The Corporation intends to use the proceeds from this private placement for general working capital purposes. The completion of the private placement is subject to final TSX Venture Exchange approval.

An insider of the Corporation subscribed for 100,000 Debenture Units. The Corporation has determined that there are exemptions available from the various requirements of the TSX Venture Policy 5.9 and Multilateral Instrument 61-101 for the issuance of these Debenture Units (Formal Valuation - Issuer Not Listed on Specified Markets; Minority Approval - Fair Market Value Not More Than 25% of Market Capitalization).

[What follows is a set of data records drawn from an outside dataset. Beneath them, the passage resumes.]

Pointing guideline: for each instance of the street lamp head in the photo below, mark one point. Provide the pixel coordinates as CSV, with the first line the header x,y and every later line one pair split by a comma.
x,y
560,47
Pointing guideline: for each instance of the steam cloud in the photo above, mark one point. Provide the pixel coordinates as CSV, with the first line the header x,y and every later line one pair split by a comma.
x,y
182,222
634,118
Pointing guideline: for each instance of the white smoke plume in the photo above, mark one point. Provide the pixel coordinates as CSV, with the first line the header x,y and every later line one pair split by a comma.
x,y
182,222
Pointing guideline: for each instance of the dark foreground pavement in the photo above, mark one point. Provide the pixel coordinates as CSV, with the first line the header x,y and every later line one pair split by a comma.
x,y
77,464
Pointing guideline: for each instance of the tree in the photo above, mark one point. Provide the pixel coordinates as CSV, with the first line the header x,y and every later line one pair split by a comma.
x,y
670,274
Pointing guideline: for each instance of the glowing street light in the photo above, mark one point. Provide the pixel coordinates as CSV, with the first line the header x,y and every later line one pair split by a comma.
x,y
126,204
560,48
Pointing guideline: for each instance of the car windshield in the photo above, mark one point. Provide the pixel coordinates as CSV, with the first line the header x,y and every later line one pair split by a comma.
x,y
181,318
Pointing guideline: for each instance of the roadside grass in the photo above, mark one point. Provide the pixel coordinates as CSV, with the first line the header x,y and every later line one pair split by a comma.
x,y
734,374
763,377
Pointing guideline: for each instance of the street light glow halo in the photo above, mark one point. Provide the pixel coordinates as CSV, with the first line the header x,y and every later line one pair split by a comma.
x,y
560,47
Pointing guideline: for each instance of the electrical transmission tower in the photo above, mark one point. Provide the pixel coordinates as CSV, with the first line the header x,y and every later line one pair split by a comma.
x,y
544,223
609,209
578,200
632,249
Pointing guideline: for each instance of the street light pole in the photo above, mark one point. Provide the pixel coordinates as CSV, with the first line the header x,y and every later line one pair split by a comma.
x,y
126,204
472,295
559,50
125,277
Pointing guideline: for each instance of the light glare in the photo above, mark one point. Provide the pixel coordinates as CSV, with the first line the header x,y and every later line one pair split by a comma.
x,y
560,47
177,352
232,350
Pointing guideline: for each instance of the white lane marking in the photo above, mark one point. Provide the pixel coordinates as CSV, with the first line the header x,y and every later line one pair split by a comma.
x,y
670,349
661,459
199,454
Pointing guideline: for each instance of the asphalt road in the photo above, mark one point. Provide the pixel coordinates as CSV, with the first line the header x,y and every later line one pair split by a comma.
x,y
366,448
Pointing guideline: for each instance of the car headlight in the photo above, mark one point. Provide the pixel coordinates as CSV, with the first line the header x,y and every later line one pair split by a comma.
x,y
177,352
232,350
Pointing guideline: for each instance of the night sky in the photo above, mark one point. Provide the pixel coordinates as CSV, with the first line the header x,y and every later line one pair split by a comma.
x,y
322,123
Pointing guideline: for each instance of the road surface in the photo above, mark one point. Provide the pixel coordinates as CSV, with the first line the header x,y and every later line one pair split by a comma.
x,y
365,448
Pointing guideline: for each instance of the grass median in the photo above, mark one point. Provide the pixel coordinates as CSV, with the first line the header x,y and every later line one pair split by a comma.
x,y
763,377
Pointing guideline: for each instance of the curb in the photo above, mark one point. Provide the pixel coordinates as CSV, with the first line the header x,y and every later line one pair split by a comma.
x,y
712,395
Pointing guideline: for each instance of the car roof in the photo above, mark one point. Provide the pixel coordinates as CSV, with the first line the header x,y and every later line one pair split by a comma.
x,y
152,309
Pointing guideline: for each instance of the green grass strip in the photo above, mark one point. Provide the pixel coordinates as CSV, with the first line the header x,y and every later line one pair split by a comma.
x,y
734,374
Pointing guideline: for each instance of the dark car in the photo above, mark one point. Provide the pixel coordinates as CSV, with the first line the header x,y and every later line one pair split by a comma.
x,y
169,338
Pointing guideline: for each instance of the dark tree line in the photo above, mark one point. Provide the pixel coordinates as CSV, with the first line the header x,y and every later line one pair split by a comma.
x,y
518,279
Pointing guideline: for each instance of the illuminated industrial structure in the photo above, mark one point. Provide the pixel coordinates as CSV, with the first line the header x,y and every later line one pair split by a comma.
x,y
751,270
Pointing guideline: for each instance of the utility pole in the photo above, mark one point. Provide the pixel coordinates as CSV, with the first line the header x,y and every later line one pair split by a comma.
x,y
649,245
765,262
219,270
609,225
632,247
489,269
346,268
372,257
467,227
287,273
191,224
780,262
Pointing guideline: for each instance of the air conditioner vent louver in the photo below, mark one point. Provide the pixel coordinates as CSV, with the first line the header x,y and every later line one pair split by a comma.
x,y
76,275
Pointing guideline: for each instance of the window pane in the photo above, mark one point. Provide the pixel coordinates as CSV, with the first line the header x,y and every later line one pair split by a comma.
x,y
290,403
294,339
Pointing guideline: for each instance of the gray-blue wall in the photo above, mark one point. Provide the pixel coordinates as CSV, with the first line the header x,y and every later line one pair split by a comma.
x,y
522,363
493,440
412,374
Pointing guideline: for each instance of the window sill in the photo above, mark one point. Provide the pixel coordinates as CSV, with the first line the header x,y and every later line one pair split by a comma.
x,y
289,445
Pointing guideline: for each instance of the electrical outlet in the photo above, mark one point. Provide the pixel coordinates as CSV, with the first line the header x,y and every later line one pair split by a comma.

The Corporation also announces that the financial statements and MD&A for the three months ended March 31, 2012 are now available on SEDAR.

The Board of Directors continues to review strategic alternatives and business opportunities available to the Corporation. This process includes but is not limited to the entry into the oil and gas exploration, development and production business. At this time, the Board of Directors has identified one business opportunity that is being investigated and a decision on this opportunity should be made in the third quarter.

Currently, the Company is not actively pursuing contracts in the drilling business. In 2011, the Company incurred a significant loss of $1.5 million and since commencing drilling operations in December 2008, the Company has incurred cumulative losses of approximately $5.3 million related to drilling operations. The outlook for 2012 drilling appears to be somewhat pessimistic in light of global economic news. At best, the financial markets for the junior mining companies appear to be volatile and for some companies, the raising of funds would appear to be near impossible. The Company has decided to reduce costs to the extent possible in the drilling business and continue to evaluate as economic factors change.

This news release does not constitute an offer to sell or a solicitation of an offer to buy any of the securities in the United States. The offered securities mentioned in this press release will not be registered under the United States Securities Act of 1933, as amended (the "U.S. Securities Act") and may not be offered or sold within the United States or to, or for the account or benefit of U.S. persons except in certain transactions exempt from the registration requirements of the U.S. Securities Act.

This news release shall not constitute an offer to sell or the solicitation of an offer to buy any securities in any jurisdiction.

This press release contains forward-looking statements and forward-looking information within the meaning of applicable securities laws. The use of any of the words "expect", "anticipate", "continue", "estimate", "may", "will", "should", "believe", "plans", "intends" and similar expressions are intended to identify forward-looking information or statements. All statements included herein, other than statements of historical fact, constitute forward-looking information and such information involves various risks and uncertainties. There can be no assurance that such information will prove to be accurate, and actual results and future events could differ materially from those anticipated in such information. A description of certain assumptions used to develop such forward-looking information and a description of risk factors that may cause actual results to differ materially from forward-looking information can be found in the Corporation's disclosure documents on the SEDAR website at [ www.sedar.com ]. The Corporation does not undertake to update any forward-looking information except in accordance with applicable securities laws.

NEITHER TSX VENTURE EXCHANGE NOR ITS REGULATION SERVICES PROVIDER (AS THAT TERM IS DEFINED IN THE POLICIES OF THE TSX VENTURE EXCHANGE) ACCEPTS RESPONSIBILITY FOR THE ADEQUACY OR ACCURACY OF THIS RELEASE.